An AP all-formats team was ahead of war crimes investigators, documenting evidence of routine torture by Russian occupiers in Izium, Ukraine.
The signs of torture were everywhere. But AP’s team had no idea exactly what they would find when a relative of video journalist Vasilisa Stepanenko recommended a visit to a monastery in recently liberated Izium, Ukraine.
There, Stepanenko and colleagues — Paris-based investigative correspondent Lori Hinnant and Ukraine photographer Evgeniy Maloletka — found a former Ukrainian soldier in hiding after being tortured three times by occupying Russian forces. His disturbing tale supplied the narrative for an exclusive investigation that uncovered 10 torture sites — including one in a kindergarten.
The journalists spoke to 15 survivors of Russian torture in the Kharkiv region and two families whose loved ones had disappeared, and confirmed eight men — all but one civilians — were killed under torture in Russian custody. At a mass grave site in the Izium woods, at least 30 of more than 440 bodies bore visible evidence of torture and some of the exhumed had bound wrists.
The reporting revealed arbitrary, widespread, routine torture of civilians and soldiers alike in Izium, which served as a hub for Russian soldiers for nearly seven months. Ukraine recaptured the city in mid-September.
Along with locating the torture sites, the AP gained access to five, arriving before even war crimes investigators. One was viscerally described in the reporting as a deep sunless pit in a residential compound with dates carved in the brick wall; another as a clammy underground jail that reeked of urine and rotting food.
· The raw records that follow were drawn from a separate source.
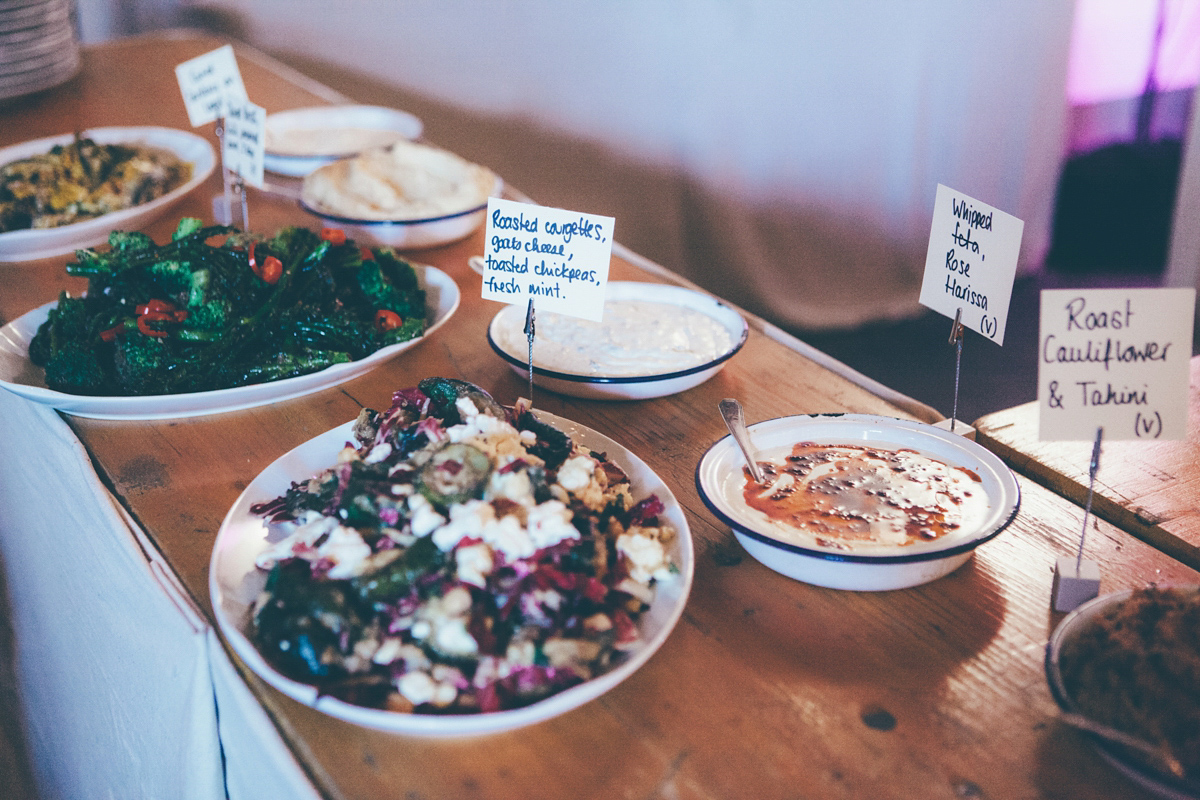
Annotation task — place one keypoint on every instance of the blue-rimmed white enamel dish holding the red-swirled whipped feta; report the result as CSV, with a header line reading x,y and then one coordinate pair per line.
x,y
721,483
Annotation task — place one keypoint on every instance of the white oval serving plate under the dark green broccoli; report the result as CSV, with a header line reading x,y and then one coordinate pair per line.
x,y
21,377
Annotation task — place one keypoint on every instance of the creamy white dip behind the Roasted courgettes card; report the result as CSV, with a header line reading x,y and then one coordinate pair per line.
x,y
637,338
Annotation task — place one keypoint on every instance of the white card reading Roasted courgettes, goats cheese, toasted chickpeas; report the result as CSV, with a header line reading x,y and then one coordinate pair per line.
x,y
555,257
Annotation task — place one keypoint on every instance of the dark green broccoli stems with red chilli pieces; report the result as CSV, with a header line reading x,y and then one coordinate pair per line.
x,y
217,309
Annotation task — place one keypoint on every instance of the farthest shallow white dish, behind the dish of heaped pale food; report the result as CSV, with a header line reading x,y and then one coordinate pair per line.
x,y
287,159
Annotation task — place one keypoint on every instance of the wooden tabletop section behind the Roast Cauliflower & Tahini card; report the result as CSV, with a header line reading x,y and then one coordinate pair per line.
x,y
1149,489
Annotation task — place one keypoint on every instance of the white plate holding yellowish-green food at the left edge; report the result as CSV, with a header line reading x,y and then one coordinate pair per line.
x,y
28,245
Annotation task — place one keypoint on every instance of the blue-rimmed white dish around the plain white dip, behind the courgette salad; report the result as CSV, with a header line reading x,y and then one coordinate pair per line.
x,y
625,387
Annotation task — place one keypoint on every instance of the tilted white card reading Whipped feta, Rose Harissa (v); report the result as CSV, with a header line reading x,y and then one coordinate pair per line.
x,y
971,262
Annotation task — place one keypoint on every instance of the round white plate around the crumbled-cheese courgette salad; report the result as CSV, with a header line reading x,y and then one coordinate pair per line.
x,y
235,582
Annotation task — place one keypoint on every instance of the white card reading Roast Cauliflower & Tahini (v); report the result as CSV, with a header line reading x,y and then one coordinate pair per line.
x,y
1114,359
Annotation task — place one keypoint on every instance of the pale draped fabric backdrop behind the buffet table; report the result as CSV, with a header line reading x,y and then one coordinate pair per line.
x,y
806,140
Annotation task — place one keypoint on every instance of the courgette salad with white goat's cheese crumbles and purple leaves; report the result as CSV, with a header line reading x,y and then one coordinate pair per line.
x,y
464,557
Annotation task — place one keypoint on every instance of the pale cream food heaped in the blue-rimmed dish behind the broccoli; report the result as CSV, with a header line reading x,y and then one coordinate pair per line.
x,y
405,181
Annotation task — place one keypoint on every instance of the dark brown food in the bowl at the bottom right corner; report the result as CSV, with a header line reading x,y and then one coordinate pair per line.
x,y
1137,669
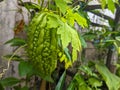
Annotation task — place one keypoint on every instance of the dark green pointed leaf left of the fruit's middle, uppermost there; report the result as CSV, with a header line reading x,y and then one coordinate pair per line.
x,y
16,42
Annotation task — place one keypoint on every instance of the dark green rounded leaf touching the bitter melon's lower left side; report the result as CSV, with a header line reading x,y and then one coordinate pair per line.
x,y
24,68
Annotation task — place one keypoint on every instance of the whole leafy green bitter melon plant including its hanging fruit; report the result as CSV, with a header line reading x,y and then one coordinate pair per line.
x,y
50,34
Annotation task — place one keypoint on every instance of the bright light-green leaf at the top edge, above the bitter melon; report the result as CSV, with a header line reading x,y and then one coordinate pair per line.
x,y
62,5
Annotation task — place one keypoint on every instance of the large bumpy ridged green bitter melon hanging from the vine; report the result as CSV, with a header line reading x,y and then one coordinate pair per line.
x,y
42,45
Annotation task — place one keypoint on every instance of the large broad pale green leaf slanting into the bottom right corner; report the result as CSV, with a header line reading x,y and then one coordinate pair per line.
x,y
112,81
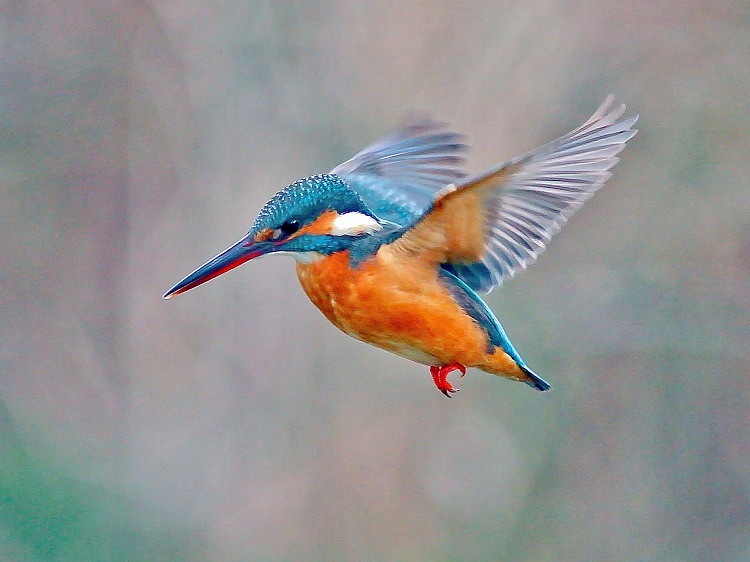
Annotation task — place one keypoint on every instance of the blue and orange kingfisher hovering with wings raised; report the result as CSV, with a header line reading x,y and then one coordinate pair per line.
x,y
395,245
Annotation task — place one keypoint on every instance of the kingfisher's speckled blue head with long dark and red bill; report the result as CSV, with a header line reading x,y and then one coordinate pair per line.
x,y
308,219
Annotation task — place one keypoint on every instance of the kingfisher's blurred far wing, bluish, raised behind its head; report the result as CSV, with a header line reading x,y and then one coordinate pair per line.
x,y
397,176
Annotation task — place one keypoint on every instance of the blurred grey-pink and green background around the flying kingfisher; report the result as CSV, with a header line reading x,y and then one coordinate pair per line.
x,y
138,139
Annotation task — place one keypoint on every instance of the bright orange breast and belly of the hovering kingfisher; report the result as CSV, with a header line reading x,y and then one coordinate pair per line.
x,y
395,303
The all-formats package immediately resonated, used widely by AP members and customers. The video, edited by multiformat journalist Allen Breed, had 145,000 views on Twitter alone, while the striking presentation by photo editor Alyssa Goodman kept readers riveted. Readers called the coverage harrowing, and U.S. Sen. Rob Portman of Ohio called it horrifying.
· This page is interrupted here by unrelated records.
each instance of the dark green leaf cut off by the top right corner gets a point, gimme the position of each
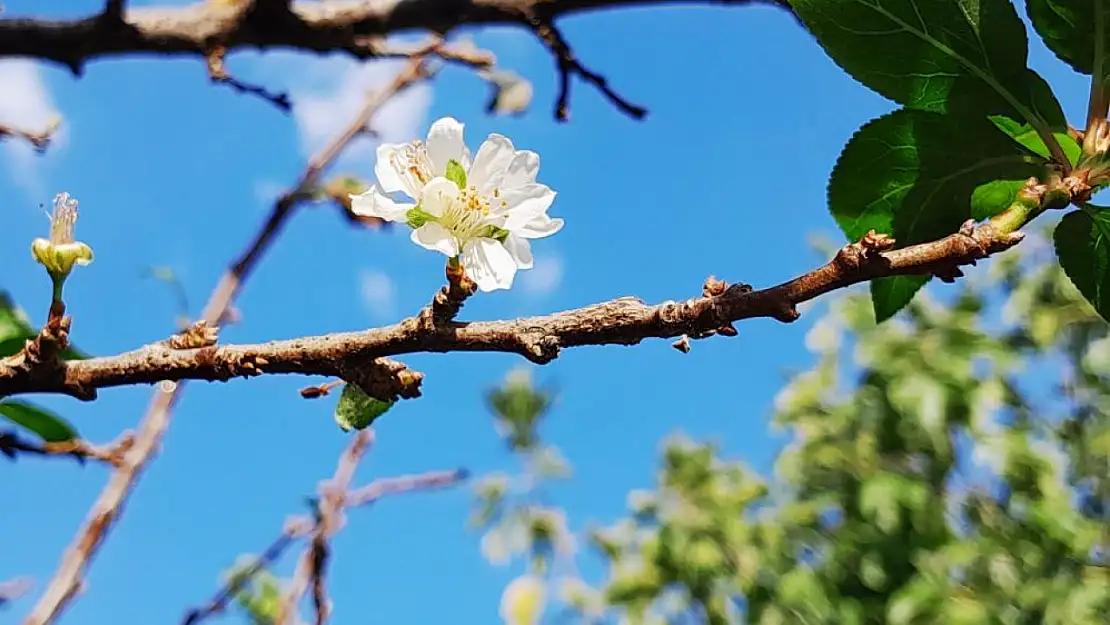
(1077, 32)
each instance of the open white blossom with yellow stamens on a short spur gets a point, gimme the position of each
(482, 209)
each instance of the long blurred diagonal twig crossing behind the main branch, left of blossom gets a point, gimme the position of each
(109, 506)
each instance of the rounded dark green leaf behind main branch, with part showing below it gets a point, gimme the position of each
(913, 175)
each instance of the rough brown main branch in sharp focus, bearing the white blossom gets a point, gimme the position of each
(624, 321)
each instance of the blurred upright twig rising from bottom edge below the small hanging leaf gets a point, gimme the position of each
(314, 564)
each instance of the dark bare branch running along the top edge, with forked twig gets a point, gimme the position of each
(356, 27)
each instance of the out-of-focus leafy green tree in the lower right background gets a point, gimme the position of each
(955, 469)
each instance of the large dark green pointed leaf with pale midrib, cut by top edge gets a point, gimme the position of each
(930, 55)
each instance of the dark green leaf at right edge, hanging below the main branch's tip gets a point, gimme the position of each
(1083, 246)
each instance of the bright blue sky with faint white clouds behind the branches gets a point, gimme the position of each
(726, 177)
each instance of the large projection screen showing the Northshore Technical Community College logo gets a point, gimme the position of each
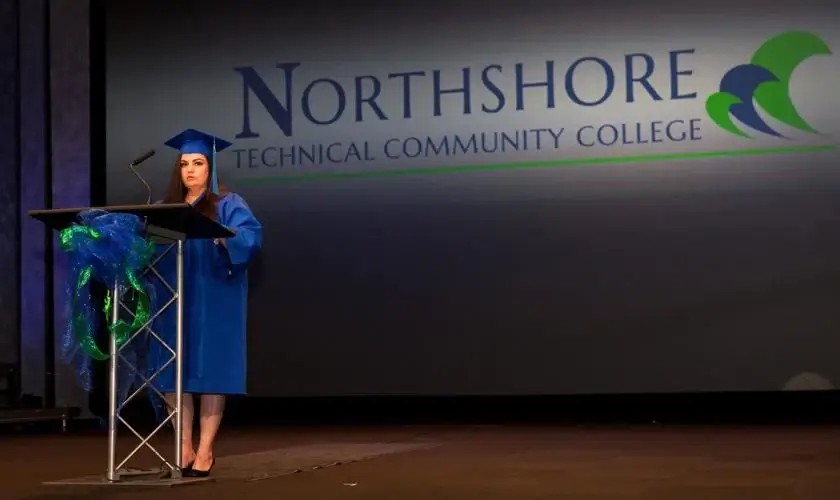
(496, 198)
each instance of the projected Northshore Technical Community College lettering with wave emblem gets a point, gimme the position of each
(301, 119)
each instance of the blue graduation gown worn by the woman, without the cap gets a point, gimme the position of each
(215, 307)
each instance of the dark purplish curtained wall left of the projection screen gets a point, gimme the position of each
(45, 160)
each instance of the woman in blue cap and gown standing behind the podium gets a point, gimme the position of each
(215, 299)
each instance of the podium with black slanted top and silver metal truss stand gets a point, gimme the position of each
(171, 224)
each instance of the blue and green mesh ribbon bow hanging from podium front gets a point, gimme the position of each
(109, 248)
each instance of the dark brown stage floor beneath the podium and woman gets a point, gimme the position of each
(437, 463)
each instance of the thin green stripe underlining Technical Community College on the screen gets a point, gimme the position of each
(572, 162)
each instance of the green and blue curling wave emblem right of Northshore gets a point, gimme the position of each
(764, 84)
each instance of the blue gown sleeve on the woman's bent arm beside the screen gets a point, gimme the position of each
(239, 249)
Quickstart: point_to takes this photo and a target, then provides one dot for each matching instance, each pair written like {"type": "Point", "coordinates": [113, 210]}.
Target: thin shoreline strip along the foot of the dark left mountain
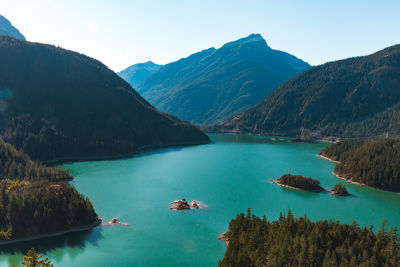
{"type": "Point", "coordinates": [119, 156]}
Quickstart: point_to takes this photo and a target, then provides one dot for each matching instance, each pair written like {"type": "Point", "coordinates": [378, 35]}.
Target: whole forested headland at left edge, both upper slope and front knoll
{"type": "Point", "coordinates": [34, 200]}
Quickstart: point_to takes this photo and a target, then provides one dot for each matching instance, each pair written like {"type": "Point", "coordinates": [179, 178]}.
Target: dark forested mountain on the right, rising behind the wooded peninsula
{"type": "Point", "coordinates": [355, 97]}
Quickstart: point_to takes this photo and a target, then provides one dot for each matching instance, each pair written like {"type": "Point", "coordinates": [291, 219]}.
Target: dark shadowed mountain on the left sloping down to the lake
{"type": "Point", "coordinates": [58, 104]}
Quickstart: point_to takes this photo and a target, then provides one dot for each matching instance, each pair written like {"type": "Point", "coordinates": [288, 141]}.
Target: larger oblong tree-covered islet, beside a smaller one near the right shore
{"type": "Point", "coordinates": [299, 182]}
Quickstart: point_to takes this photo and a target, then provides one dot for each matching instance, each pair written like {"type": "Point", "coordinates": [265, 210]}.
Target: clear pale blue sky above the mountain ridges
{"type": "Point", "coordinates": [123, 32]}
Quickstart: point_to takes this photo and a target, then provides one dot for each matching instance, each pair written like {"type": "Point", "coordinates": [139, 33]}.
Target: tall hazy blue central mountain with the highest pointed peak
{"type": "Point", "coordinates": [215, 84]}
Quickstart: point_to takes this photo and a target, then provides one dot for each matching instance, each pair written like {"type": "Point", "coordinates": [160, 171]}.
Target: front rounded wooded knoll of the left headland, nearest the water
{"type": "Point", "coordinates": [42, 207]}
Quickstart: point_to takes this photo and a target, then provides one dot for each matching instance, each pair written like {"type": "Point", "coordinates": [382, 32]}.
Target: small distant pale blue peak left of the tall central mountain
{"type": "Point", "coordinates": [135, 74]}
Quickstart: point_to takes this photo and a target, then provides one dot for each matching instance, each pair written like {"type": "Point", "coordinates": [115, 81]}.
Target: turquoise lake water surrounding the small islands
{"type": "Point", "coordinates": [229, 175]}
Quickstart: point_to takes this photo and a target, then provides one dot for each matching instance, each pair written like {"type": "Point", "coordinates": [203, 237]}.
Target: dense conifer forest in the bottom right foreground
{"type": "Point", "coordinates": [291, 241]}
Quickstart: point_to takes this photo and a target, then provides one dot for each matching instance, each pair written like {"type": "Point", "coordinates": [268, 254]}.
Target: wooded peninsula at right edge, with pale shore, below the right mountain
{"type": "Point", "coordinates": [375, 163]}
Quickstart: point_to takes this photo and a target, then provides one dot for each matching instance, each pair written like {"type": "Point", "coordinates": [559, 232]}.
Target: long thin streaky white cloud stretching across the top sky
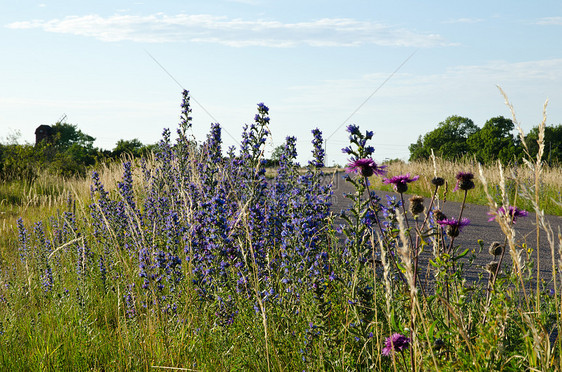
{"type": "Point", "coordinates": [234, 32]}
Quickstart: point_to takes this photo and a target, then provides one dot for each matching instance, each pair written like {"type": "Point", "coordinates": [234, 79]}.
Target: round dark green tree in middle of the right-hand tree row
{"type": "Point", "coordinates": [494, 141]}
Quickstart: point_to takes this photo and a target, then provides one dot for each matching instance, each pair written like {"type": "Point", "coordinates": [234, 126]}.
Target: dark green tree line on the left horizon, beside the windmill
{"type": "Point", "coordinates": [67, 151]}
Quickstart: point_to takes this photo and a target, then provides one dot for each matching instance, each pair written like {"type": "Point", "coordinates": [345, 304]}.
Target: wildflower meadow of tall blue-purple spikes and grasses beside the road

But the biggest impact was likely on Andriy Kotsar.
Kotsar, the former soldier staying among monks he credits with saving him, was thought dead. The Russians had confiscated the 26-year-old’s identity documents and he was accordingly terrified to go anywhere, with no way to contact loved ones. The AP verified his identity, contacted Ukrainian officials to get him new identity papers and was there when he made his first phone call to tell friends and family he was indeed “alive and in one piece.” For the first time in days, he had a real smile on his face.
For a gritty, deeply reported all-formats investigation that made an impact, exposing evidence of Russian war crimes and the human consequences, Hinnant, Stepanenko and Maloletka earn AP’s Best of the Week — First Winner honors.